Credit cards can be a useful financial tool, but used incorrectly, they can be quite destructive to an individual’s personal finances. The amount of credit card debt across the UK, along with supporting statistics, can give us insight into how Brits are using their credit cards.
Total credit card debt was £72.1 billion at the beginning of 2020, down slightly from £72.4 billion in 2019. That was the first decline in credit-card debt since 2013. Debt had dropped steadily up to 2013 — a result of individuals reducing debt following the Great Recession — but then began a steady climb in the years following 2013.
Following along with total credit card debt, the average credit card debt per household fell in the years leading up to 2013, but rose for the nine years that followed. The most recent level of £2,592 from the beginning of 2020 was a slight decline from £2,601 at the start of 2019.

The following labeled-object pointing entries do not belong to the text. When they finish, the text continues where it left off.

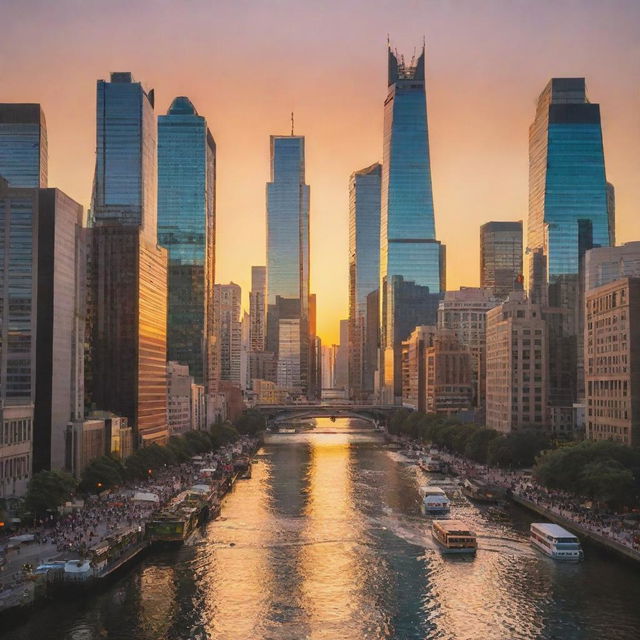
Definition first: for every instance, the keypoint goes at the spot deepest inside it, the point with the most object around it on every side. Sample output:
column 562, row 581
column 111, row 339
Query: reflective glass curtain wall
column 186, row 227
column 23, row 145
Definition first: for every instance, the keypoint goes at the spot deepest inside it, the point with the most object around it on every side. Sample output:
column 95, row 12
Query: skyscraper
column 257, row 308
column 288, row 258
column 186, row 227
column 127, row 298
column 408, row 245
column 570, row 204
column 23, row 145
column 227, row 305
column 501, row 257
column 364, row 273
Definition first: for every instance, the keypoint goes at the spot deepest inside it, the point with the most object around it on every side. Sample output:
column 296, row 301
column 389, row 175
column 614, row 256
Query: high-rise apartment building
column 501, row 257
column 288, row 259
column 258, row 308
column 465, row 312
column 23, row 145
column 517, row 366
column 127, row 296
column 612, row 361
column 364, row 273
column 227, row 306
column 186, row 227
column 408, row 245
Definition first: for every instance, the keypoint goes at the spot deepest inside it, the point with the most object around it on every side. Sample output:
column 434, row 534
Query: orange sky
column 246, row 64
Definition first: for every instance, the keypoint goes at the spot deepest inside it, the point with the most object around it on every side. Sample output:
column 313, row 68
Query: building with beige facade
column 612, row 361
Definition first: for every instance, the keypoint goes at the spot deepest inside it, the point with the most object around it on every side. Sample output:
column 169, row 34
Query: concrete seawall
column 570, row 525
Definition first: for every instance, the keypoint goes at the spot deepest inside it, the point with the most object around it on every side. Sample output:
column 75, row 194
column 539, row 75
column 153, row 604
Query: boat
column 431, row 464
column 435, row 500
column 454, row 536
column 556, row 542
column 481, row 492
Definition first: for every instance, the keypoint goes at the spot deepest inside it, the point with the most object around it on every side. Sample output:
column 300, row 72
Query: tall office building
column 227, row 306
column 501, row 257
column 612, row 361
column 23, row 145
column 127, row 297
column 570, row 204
column 465, row 312
column 288, row 261
column 408, row 245
column 364, row 273
column 257, row 308
column 186, row 227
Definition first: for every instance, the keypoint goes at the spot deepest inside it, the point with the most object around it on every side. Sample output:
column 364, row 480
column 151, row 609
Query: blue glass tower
column 569, row 200
column 364, row 274
column 23, row 145
column 186, row 227
column 408, row 246
column 288, row 251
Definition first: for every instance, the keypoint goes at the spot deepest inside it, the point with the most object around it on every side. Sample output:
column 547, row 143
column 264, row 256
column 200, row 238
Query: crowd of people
column 99, row 517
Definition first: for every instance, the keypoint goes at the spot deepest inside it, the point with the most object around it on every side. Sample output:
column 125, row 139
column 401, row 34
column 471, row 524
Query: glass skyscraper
column 364, row 272
column 125, row 182
column 127, row 297
column 23, row 145
column 408, row 245
column 186, row 227
column 288, row 252
column 570, row 204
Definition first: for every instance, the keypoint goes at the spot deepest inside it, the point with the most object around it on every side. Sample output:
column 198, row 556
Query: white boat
column 556, row 542
column 454, row 536
column 435, row 500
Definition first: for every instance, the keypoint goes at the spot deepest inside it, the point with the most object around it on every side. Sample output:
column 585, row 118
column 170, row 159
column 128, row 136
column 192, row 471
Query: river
column 327, row 542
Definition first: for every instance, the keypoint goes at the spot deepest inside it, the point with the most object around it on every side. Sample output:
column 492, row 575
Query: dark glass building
column 186, row 227
column 288, row 260
column 501, row 257
column 127, row 297
column 23, row 145
column 408, row 245
column 364, row 272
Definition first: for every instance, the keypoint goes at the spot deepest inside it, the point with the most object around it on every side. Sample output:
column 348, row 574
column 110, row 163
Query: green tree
column 102, row 473
column 48, row 490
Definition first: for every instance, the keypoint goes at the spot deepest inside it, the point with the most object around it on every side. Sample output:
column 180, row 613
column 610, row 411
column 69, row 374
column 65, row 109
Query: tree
column 48, row 490
column 102, row 473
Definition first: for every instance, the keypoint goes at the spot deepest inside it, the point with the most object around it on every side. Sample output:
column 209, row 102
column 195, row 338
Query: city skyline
column 482, row 141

Interest rates on credit cards tend to be much higher than other forms of lending. And in recent years, rates have seen a steep rise. At the midpoint of 2018, the average representative rate stood at 18.26%. Roughly two years later, the representative rate had risen more than two percentage points, to 20.65%. This makes it especially important that consumers be wary of carrying debt on credit cards at standard rates.
Part of the reason for high interest rates on credit cards is the fact that banks regularly write off debts they won’t be able to collect. In the wake of the Great Recession, write-offs spiked, and in 2010, banks wrote off more than £2 billion in a single quarter. In recent years, write-offs have fallen to much lower levels. In the quarter ending 30 March 2020, banks wrote off £339 million.
These lower levels of write-offs make banks more profitable on their credit-card lending, but also encourage higher competition in the industry and often better deals for consumers, including longer 0% introductory offers aimed at attracting new customers.
There aren’t drastic differences in the percentage of UK residents with non-property financial debts by region, with most regions showing around half of residents holding some form of financial debt. These debts include credit card debt, but also other forms of financial debt, like hire purchases. The East Midlands had the highest level of indebted residents, with 53% holding non-property financial debt, while the West Midlands had the lowest, at 45%.
The percentage of residents that see their financial debts as a “heavy burden” varies more by region. While only 8% of those in Scotland see their financial debts as a heavy burden, 22% of Londoners feel a heavy burden from their financial debts.
When looking at non-property financial debt by age, there is a big jump in the percentage of individuals with this type of debt between the 16-24 age range and the 25-34 age range. Only 23% of those in the 16-24 age range have non-property financial debts. That jumps to 51% for the 25-34 age group, the highest of any age group. In older age groups the percentage of individuals with these debts falls steadily, until it reaches a low of 15% for those 65 and older.
In contrast to the high percentage of individuals 25-34 that have non-property financial debts, only 13% find those debts to be a “heavy burden”. That’s similar to the 16-24 age group (12%) and the 35-44 age group (13%). The feeling of being heavily burdened by financial debt peaks for the 45-54 age group at 17%, but then steadily declines to a low of 7% for those 65 and older.
The statistics above give us a view on the levels of credit card debt in the country, as well as how consumers feel about the debts that they hold.
Looked at in the aggregate, rising credit card debt can actually be a sign of an improving economy, as it signals that consumers are more confident about the future and borrowing more. It is also likely a signal that less debt is getting written off by banks.
However, it’s important to weigh that economic signal against the fact that interest rates on credit cards are typically very high. Taking on and holding credit card debt can be a burden on households and lead to financial insecurity. For that reason, it’s important that consumers understand credit cards well, and understand both the advantages they have as well as the risks they pose.
We have endeavoured to use only high-quality primary sources for this research, and have cited sources with each graph. Some of the statistics require calculations on our part and may therefore not match exactly other sources of the same information (average credit card debt per household, for example, relies on matching up-to-date figures for both total UK credit card debt and the number of households in the UK). Key sources include the Bank of England and the Office for National Statistics.